Qual o sentido da vida?

Andei pensando e cheguei à seguinte conclusão: o melhor que podemos fazer é parar de perder tempo tentando descobrir o sentido da vida e aceitar que, talvez, a única coisa que realmente faz sentido, de verdade, é vivê-la. E fazer com que cada detalhe, por menor que possa parecer, seja capaz de agregar poesia àquilo que ocorre entre a maternidade e o caixão. Se depois da vida houver algo, ótimo! Se não existir nada além de um fim, antes da morte, pretendo ter feito o meu melhor. Contento-me pensando assim. É bem mais leve.

Por que é que precisa, necessariamente, existir algo além? Por que é que você necessita de um motivo supremo para que a sua existência tenha um sentido? Existir já não é, por si só, uma bela razão? Por que não podemos, simplesmente, nos contentar em viver e da vida fazer algo que realmente valeu a pena? Já não é o suficiente?

O que estou discutindo aqui, neste texto, vai muito além das questões religiosas e dos conceitos metafísicos. Quero aproveitar este espaço nobre para, com sorte, fazer com que você, ao menos uma vez, dê-se o luxo de pensar de acordo com uma perspectiva diferente e que, de maneira inédita e sem sofrimento, aceite a possibilidade de a vida ser exatamente isso: nada além daquele amontoado de coisas doidas que conhecemos. Algo desprovido de imensos mistérios a serem desvendados e sem um propósito digno de virar plantão da Rede Globo. Sei que, há tempos, você espera que seu programa predileto seja interrompido por aquela vinheta inconfundível da Globo e que, depois de ouvir o clássico “rã tã-tã tã-tã tã-tã-tã-tãããã, rã tã-tã tã-tã tã-tã-tã-tãããã…”, uma voz diga algo como: “Finalmente, o sentido da vida foi de descoberto. Após muitos anos de experiências, estudos e pesquisas, a Universidade de Massachusetts compreendeu o principal e, até então, desconhecido motivo para a nossa existência. Não percam no próximo Globo Repórter”. Sinto muito, mas, provavelmente, não acontecerá. E sabe o que eu acho? Acredito que passar a vida toda procurando um grande e único motivo para tudo isso é a receita ideal para não percebemos o quanto o maior lance está contido nos pequenos e diários motivos.

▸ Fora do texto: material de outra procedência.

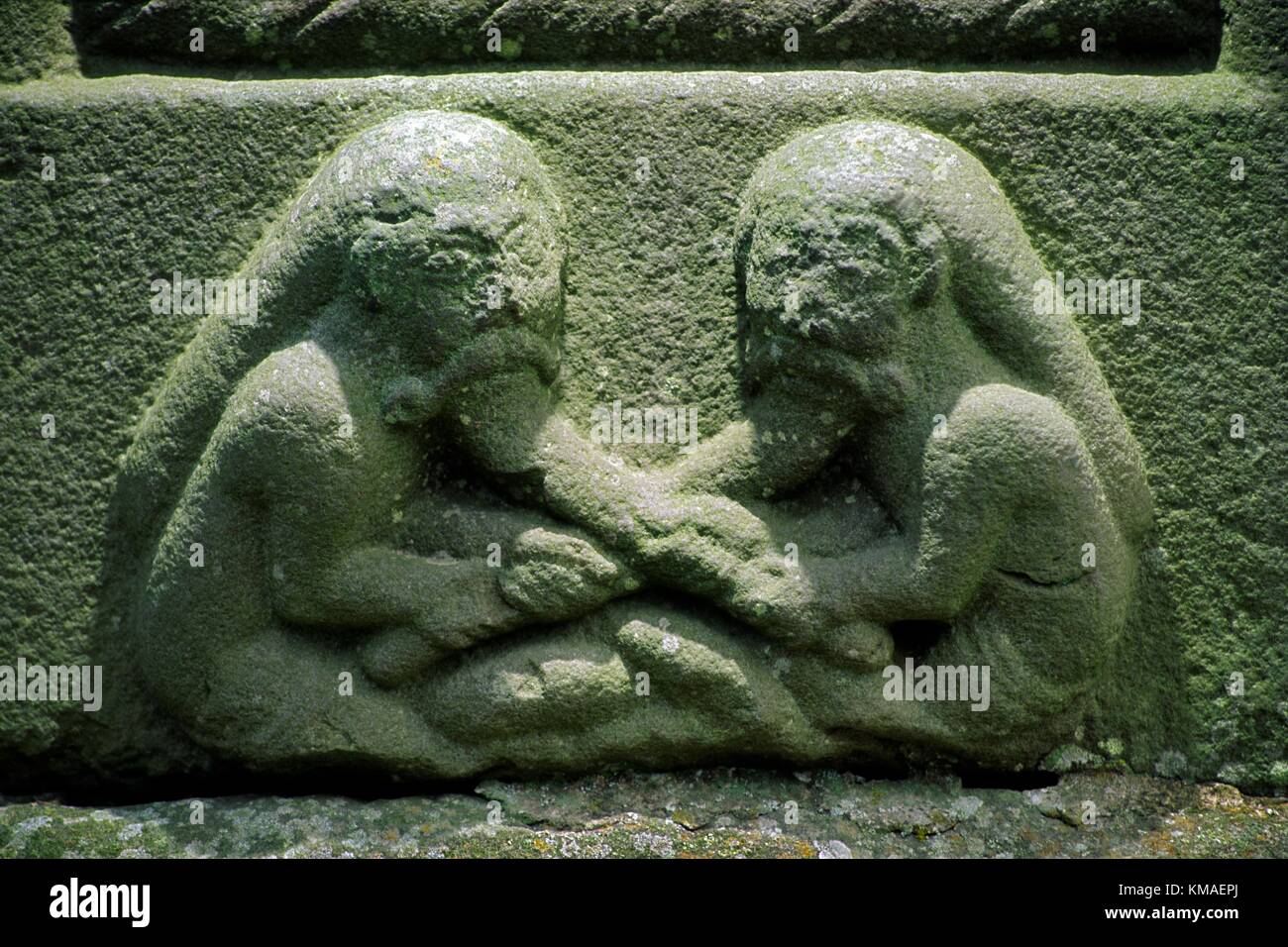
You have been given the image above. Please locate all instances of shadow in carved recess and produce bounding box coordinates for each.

Quando dizemos: “Tem que existir algo além!”, de certa forma, desmerecemos o valor daquilo que conhecemos. Pensar assim reduz o valor das miudezas que compõe a vida. Por que é que uma colherada de manjar não pode ser considerada um dos elementos que, somados, dão sentido a tudo isso? O que impede que o ato de fazer com as pessoas amadas sorriam seja a razão mais plausível para nossa existência? A única coisa que não nos deixa enxergar tais pequenos elementos como aqueles que conferem razões às nossas vidas é a invenção de uma expectativa. E, enquanto utilizamos nossos olhos para procurar um utópico sentido para a vida, deixamos de perceber que, talvez, o verdadeiro sentido esteja diluído em cada passo sem rumo definido, sorriso sem propósito nítido, conversa fiada e, por que não, na habilidade de perceber que, em uma existência frágil como a nossa, não faz sentido perder tempo procurando um sentido oculto e, talvez, inexistente.